Sonna Seck (born Maimouna Seck in 1985) is a Guinean actress, singer, and comedian.

==Biography==
Seck was born in the crossroads town of Mamou in 1985, into a family of griots. At a young age she began singing the traditional songs at baptisms and wedding ceremonies. Seck attended the Lycee Yimbaya and received her baccalaureate. In 2007, she helped form the Djouri Djaama acting troupe and starred in her first film, Yo-Allah Feounou In, which was successful. Seck starred in a series of films from the Djouri Djaama troupe, the most popular of which were Guigol Naferai Djoki, Mouyide Allah, and Ahh Deboot. The success of these films allowed the group to do several national tours.

In her film, Gourdan-Païkoun, she plays a rapper and performs a song called Saya (La mort). It demonstrated her good voice in addition to her acting skills.
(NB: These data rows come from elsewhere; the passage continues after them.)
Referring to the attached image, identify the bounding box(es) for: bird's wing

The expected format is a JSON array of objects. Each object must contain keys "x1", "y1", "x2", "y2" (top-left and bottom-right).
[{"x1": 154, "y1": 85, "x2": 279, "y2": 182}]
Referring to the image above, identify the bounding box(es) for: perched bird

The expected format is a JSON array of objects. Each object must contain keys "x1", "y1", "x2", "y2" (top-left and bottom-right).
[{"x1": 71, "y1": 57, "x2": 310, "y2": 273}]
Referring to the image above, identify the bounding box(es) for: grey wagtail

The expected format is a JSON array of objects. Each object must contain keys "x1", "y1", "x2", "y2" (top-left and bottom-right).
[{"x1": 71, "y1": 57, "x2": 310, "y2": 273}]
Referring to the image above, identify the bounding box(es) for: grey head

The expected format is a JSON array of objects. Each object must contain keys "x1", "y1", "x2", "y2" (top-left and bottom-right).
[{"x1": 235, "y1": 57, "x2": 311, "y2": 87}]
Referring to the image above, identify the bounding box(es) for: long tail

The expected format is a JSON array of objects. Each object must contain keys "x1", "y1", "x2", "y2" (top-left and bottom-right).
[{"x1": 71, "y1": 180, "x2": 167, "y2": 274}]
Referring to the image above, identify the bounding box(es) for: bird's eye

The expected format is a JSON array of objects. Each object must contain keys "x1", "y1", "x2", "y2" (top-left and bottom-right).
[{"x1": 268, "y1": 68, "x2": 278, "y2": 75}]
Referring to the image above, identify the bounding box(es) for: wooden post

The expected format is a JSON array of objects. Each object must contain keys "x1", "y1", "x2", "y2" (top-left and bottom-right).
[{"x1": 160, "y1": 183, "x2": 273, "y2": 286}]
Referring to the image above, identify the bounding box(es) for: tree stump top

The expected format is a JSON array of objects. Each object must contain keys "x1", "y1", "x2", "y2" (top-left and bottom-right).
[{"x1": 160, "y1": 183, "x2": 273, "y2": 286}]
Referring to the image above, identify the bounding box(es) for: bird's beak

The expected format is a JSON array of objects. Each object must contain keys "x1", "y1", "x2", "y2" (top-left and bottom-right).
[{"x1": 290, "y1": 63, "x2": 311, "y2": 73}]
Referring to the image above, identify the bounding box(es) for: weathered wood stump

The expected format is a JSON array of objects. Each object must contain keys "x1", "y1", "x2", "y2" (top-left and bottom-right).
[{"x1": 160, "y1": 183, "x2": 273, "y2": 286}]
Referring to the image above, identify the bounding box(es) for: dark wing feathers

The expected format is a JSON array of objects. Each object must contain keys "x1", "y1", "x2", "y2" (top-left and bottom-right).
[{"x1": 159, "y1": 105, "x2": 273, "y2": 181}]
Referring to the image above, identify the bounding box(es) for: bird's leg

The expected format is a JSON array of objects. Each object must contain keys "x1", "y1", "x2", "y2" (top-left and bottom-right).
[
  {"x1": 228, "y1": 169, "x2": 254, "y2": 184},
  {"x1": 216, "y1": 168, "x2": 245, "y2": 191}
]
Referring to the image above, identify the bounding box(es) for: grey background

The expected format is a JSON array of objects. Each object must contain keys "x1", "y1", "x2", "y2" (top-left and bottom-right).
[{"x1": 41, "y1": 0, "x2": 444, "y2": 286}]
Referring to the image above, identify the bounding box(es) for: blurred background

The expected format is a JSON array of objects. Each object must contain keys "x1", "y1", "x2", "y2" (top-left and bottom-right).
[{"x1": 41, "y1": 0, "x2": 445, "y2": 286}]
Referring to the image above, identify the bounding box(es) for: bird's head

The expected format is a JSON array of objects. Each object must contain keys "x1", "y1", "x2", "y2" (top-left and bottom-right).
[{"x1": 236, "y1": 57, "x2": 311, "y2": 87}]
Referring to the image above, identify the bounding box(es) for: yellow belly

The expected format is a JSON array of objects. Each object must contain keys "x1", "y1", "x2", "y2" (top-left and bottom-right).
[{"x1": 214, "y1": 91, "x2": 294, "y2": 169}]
Seck also launched her singing career with the troupe, performing songs such as Bounguai, Sodanelan, and Inmefidjin, often in the pastoral genre. Her most popular song, Tourou Tourou, was released in 2015 and became a hit in Guinea and the surrounding countries. The subject of the song is a man divided between his actual wife and his "co-wife", with a rhythm that encourages dancing. It was mentioned in a speech by President Alpha Condé in March 2018 on the occasion of Women's Day, and the group was able to meet the President. Alongside her troupe mate Mama Ambiance, Seck took the occasion to advocate on behalf of the teachers' union and allow children to return to school In 2020, Seck began her solo career on the label Soudou Daardja Prod. Her first single, Midho Yidhouma, is a love song that pay tribute to her husband living in the United States. It has received over 1 million views on YouTube.